5. Part 3: Familiarize yourself with the programming conventions used in this course

To get yourself familiarized with what the programming exercises will be like, we will go through a mini-exercise. To make it possible for you only have to write the interesting bits of code in a speech recognizer for the labs, we have written extensive amounts of “glue” code. Each program will be compiled from a large number of C++ files, but almost all of these files have already been written for you. We will just leave out parts from a file or two that you will have to fill in.

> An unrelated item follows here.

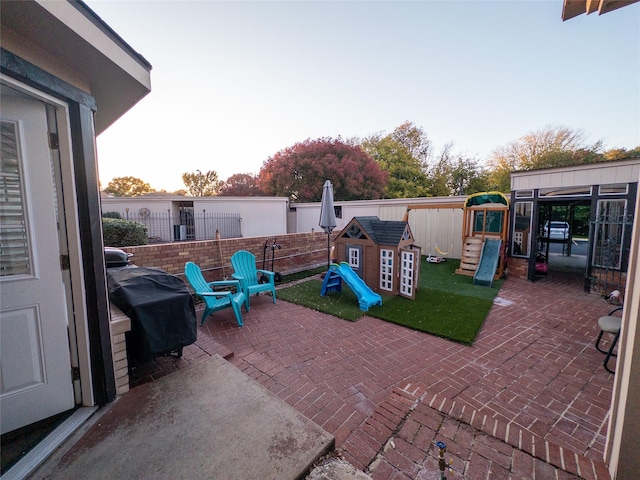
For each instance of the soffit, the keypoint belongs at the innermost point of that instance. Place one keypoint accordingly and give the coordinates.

To see what this is like, let's get started on the mini-exercise. First, create a new subdirectory for us to work in and go there:
mkdir -p ~/e6884/lab0/
cd ~/e6884/lab0/
Next, let's copy over a couple files that we will need:
cp ~stanchen/e6884/lab0/Lab0_FE.C .
cp ~stanchen/e6884/lab0/.mk_chain .
The file Lab0_FE.C is the C++ source file that you will be editing for the exercise. The file .mk_chain is a file that we will need for compilation; it holds where all the other source files that we be compiled in are located.

Now, open the file Lab0_FE.C in a text editor. You might notice that there are a bunch of weird contructs in the file that you don't understand. Don't freak out yet; there will be plenty of time for this later. Look for the markers BEGIN_LAB and END_LAB near the end of the file. This is the only section of the file you need to understand. The rest of the file can be ignored, though you may want to read the comments there for your own edification. (If you are interested in exploring the related header files and source code, look in the following directories:
~stanchen/pub/zeeapi/inc/
~stanchen/pub/zeeapi/src/
~stanchen/pub/zeelib/inc/
~stanchen/pub/zeelib/src/
~stanchen/pub/e6884/inc/
~stanchen/pub/e6884/src/
For example, Lab0_FE.H is located in ~stanchen/pub/e6884/inc/.)

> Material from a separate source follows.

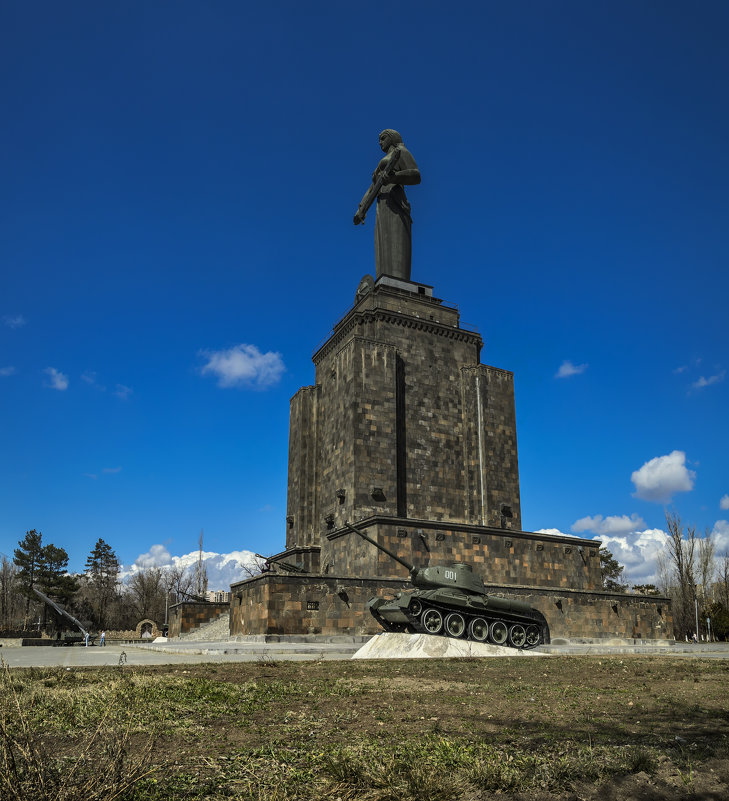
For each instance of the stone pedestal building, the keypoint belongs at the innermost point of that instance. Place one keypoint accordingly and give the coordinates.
(406, 434)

In this exercise, you will be writing a simple signal processing module that takes as input a 2-D array containing a vector of floating-point numbers (or features) for each time unit (or frame) in a speech signal, and outputs a scaled version of the array. Since this is Lab 0, we are going to tell you what the answer is. Type/paste in the following code between the BEGIN_LAB and END_LAB markers:
for (int frm = 0; frm < inFrames; ++frm)
    {
    for (int dim = 0; dim < inDim; ++dim)
        outBuf[frm][dim] = inBuf[frm][dim] * scaleFactorM;
    }
Notice that the variables outBuf and inBuf behave like 2-D arrays in C. In reality, they are C++ objects, but you don't need to worry about this. Also notice that these arrays have already been sized correctly; we will do this for you whenever possible to make your life easier. The scaling constant scaleFactorM has also been mysteriously initialized for you. In fact, this parameter can be set on the command line of the programs that this file will be compiled into, but again, how this happens does not concern you at this time. Anyway, we are now done with the programming portion of this exercise.

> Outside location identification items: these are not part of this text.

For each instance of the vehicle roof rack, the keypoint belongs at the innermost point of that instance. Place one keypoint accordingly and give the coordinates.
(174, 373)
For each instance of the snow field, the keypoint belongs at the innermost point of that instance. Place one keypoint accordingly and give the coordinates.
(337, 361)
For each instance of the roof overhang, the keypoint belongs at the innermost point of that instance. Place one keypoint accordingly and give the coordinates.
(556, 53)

In terms of the bigger picture, we can view signal processing in ASR as being comprised of a number of processing steps applied in sequence. Each processing module takes the matrix of values produced by the last module (consisting of feature values for each frame in an utterance) and generates a matrix of values to be fed to the next module. The above example implements a module that does simple scaling; in Lab 1, you'll be implementing a number of modules needed in producing MFCC features.